Bahkan, pemilihan ketua umum dan sekretaris umum dipilih tanpa melalui proses pencalonan formatur. PR IPM ini menggunakan mekanisme pemilihan OSIS (Pemilos) yang menjadi kebijakan pemerintah terhadap sekolah menengah dalam menentukan kepemimpinan OSIS atau organisasi sederajat lainnya termasuk IPM.

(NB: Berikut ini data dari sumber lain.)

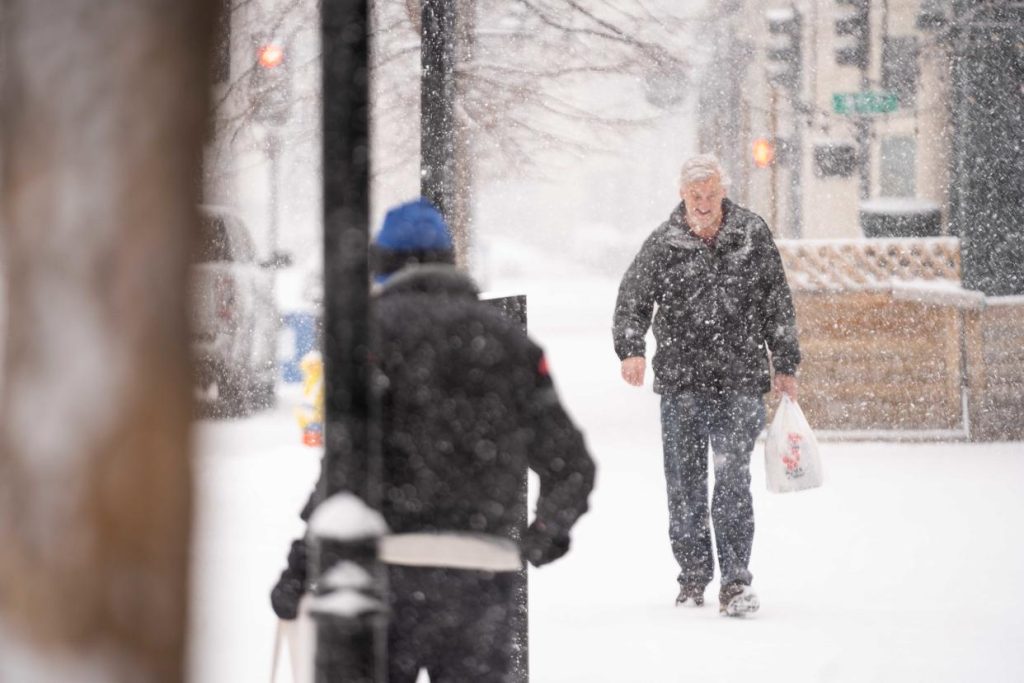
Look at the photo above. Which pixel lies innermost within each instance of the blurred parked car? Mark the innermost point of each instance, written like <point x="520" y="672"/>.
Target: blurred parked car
<point x="235" y="321"/>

Padahal protokol yang tertera dalam AD ART menyebutkan bahwa pergantian periode dalam PR IPM di musyawarahkan melalui musyran. Kasus seperti ini disebabkan karena kurangnya pemahaman terkait protokol dalam ber-IPM yang belum diterjemahkan secara masif ke seluruh lapisan pimpinan IPM khususnya PR. Selain itu, kurangnya kontribusi pembina maupun guru di setiap PR IPM menyebabkan siswa bingung dalam menentukan langkah yang harus diambil.

Kondisi yang cukup memprihatinkan ini perlu menjadi perhatian. Protokol dibuat untuk dipatuhi dan dijalankan. Dengan demikian, IPM perlu melakukan evaluasi di setiap pimpinannya. Terkhusus PP, PW, dan PD IPM yang basis massanya adalah mahasiswa yang memiliki pemahaman lebih mapan terkait protokol ber-IPM, mereka perlu memasifkan dan membumikan pemahaman terkait protokol ber-IPM kepada PC dan PR IPM. IPM bisa eksis karena memiliki basis massa yang besar.

Penyokong massa terbesar adalah PR IPM. Apabila di internal IPM khususnya PR IPM belum mampu menerapkan protokol sesuai dengan standar yang ditentukan, maka bisa dikatakan eksistensi IPM di eksternal hanyalah sebuah pencitraan.